Towards a language learning revolution

I was registered as a company in November 2021 and I am already working with the University of Paris 3, engineering schools and one business school. Since March 2022, I have been awarded a grant from French Tech Tremplin and have started working at Agoranov, a deeptech incubator to bring my first product to the market, the aim being to transform a prototype into a marketable product. The tests carried out with Eduardo demonstrated a proof of concept: FCA has the capacity to revolutionise language learning. This research could be further developed, and I must continue to collect data in order to progressively integrate this deep technology, which I already have the equation for. My future CEO is certainly confident: “It will take a few years for things to get off the ground, but we already have a huge amount of enthusiasm at our fingertips.” 
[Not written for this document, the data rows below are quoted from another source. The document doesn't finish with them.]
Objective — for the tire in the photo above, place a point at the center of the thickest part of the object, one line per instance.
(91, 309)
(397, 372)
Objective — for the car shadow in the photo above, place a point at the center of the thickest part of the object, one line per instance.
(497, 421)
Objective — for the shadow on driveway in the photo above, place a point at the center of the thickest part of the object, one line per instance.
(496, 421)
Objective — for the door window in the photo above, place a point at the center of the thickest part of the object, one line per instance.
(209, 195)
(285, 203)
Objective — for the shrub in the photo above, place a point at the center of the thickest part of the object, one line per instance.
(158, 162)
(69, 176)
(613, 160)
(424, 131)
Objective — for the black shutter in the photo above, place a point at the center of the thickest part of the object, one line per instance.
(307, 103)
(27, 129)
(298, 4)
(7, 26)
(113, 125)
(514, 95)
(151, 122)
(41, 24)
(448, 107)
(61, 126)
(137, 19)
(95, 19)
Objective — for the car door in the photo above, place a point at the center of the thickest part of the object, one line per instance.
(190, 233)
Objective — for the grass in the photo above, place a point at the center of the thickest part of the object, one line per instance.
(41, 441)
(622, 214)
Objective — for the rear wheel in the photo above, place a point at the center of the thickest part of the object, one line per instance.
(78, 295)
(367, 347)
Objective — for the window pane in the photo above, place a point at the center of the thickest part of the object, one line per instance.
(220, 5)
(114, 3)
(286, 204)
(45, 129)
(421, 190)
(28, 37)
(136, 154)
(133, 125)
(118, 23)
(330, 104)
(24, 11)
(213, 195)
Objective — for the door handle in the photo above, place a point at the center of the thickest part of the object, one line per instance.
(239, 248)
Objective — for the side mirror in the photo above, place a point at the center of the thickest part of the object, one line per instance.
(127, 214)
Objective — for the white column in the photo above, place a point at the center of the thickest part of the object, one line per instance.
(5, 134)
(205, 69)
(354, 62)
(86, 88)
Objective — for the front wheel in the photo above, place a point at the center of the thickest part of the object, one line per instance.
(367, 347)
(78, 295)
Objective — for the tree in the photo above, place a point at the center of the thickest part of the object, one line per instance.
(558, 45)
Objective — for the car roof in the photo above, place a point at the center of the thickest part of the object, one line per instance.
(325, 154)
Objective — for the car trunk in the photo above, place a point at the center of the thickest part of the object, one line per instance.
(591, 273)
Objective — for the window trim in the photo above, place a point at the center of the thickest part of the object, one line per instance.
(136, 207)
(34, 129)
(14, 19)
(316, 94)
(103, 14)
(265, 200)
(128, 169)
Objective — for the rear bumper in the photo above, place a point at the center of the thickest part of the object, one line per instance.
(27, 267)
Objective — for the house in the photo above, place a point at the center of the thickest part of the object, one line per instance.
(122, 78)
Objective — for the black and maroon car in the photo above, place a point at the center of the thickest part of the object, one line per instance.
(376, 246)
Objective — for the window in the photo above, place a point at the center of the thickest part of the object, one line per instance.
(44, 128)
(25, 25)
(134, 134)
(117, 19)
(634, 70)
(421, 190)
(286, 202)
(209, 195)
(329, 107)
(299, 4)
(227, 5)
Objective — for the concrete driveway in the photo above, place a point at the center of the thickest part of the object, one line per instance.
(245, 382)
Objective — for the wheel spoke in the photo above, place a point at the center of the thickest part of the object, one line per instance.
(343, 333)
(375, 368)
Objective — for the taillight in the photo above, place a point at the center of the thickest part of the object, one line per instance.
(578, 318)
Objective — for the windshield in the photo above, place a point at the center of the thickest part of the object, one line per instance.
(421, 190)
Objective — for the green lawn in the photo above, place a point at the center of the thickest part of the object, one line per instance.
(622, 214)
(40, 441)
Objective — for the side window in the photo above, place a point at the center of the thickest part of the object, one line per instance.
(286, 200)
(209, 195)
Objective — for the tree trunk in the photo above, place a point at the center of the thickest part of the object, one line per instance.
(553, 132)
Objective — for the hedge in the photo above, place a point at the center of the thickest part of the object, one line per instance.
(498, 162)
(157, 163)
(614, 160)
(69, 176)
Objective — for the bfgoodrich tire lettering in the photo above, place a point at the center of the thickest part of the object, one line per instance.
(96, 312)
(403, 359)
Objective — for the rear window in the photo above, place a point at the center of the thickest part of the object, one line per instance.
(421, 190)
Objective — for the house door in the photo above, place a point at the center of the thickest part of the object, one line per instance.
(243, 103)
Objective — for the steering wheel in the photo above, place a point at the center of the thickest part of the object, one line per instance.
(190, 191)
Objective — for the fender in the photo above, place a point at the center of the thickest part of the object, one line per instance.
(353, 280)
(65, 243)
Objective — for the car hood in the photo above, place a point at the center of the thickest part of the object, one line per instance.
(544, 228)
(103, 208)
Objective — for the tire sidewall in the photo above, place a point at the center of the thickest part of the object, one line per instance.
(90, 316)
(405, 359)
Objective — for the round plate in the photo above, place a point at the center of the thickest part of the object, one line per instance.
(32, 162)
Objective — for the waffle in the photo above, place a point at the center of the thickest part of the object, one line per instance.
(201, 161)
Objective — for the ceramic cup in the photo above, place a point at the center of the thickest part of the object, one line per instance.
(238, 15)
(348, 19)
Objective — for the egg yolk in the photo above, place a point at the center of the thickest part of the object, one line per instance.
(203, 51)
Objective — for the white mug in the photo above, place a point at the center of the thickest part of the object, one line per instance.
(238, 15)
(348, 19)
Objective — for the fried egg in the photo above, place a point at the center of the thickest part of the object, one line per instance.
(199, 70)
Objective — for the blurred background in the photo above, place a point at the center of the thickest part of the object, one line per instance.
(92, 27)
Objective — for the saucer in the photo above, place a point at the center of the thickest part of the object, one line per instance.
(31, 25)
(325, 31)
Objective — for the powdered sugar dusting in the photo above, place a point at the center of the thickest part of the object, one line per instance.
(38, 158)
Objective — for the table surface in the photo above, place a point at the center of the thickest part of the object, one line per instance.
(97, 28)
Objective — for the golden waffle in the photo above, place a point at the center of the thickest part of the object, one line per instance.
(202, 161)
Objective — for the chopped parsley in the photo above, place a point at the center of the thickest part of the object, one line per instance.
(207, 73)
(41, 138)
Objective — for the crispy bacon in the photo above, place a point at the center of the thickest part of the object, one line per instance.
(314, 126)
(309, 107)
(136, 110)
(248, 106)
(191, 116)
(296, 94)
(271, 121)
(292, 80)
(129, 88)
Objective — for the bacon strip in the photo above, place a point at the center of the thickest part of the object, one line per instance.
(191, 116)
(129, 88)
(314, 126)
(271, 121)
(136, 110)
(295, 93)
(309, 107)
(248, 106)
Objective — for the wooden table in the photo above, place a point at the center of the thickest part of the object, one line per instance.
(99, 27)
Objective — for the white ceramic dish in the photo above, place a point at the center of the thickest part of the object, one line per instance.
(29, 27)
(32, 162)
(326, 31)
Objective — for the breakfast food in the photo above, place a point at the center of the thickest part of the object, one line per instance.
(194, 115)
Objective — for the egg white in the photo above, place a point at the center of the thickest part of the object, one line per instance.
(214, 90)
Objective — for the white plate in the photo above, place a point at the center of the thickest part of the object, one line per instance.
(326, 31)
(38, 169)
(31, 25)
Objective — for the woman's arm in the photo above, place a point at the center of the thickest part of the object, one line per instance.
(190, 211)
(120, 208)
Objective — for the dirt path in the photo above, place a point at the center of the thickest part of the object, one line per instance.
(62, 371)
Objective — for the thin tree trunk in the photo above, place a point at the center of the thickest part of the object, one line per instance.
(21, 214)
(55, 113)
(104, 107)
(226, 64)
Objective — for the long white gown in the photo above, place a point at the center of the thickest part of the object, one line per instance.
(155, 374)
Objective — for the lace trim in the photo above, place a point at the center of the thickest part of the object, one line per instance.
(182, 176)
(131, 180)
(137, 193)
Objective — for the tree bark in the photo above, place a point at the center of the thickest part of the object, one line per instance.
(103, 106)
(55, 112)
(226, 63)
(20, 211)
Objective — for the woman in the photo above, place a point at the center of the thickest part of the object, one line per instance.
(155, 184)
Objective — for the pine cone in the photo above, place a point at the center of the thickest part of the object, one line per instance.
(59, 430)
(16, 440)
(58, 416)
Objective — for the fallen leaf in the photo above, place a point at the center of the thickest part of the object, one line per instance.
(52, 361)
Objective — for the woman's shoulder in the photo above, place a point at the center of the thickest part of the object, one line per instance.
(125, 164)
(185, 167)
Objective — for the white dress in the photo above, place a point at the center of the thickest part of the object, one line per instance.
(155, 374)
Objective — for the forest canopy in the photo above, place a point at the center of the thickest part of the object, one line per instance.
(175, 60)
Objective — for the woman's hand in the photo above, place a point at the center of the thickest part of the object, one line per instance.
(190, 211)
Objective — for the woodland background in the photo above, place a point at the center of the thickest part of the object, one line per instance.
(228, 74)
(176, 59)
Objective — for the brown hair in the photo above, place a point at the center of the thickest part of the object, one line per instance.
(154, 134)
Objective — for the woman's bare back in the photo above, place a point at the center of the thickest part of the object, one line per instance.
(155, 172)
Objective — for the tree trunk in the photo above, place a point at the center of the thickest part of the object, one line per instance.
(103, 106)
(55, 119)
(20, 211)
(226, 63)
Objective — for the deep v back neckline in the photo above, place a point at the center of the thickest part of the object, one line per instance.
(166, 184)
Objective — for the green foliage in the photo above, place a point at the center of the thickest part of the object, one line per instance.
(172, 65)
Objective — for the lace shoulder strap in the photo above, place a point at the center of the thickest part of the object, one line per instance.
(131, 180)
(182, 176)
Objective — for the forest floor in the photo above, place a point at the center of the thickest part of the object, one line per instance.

Born in a bar in Las Vegas - Marc Dinh meets Benedict O’Donnell

Let’s rewind to 2014. Marc Dinh was researching machine learning at the University of Nevada, Las Vegas, after having studied mathematics and computer science at the University of Paris 13. Benedict O’Donnell had finished his studies in physics and was just starting out in the world of entrepreneurship. On his way back from a business trip to California, Benedict stopped in the desert to visit a friend in Nevada. It was in a bar in Las Vegas, during a karaoke night, that Benedict and Marc began imagining Naimrod together: Marc would be the brains behind the operation, while Benedict would be its spokesperson. The dream began to take shape, and Benedict now has his sights set on the start-up becoming a unicorn: “Natural language processing provides a range of extremely powerful technological building blocks, but it remains difficult to integrate them into products that are accessible to the wider public, hence the limitations of automatic translators. Marc is exceptional at cobbling cutting edge technologies together, and building Naimrod together is a thrilling adventure. This project offers us a golden opportunity, one that comes with a healthy dose of adrenaline each morning.”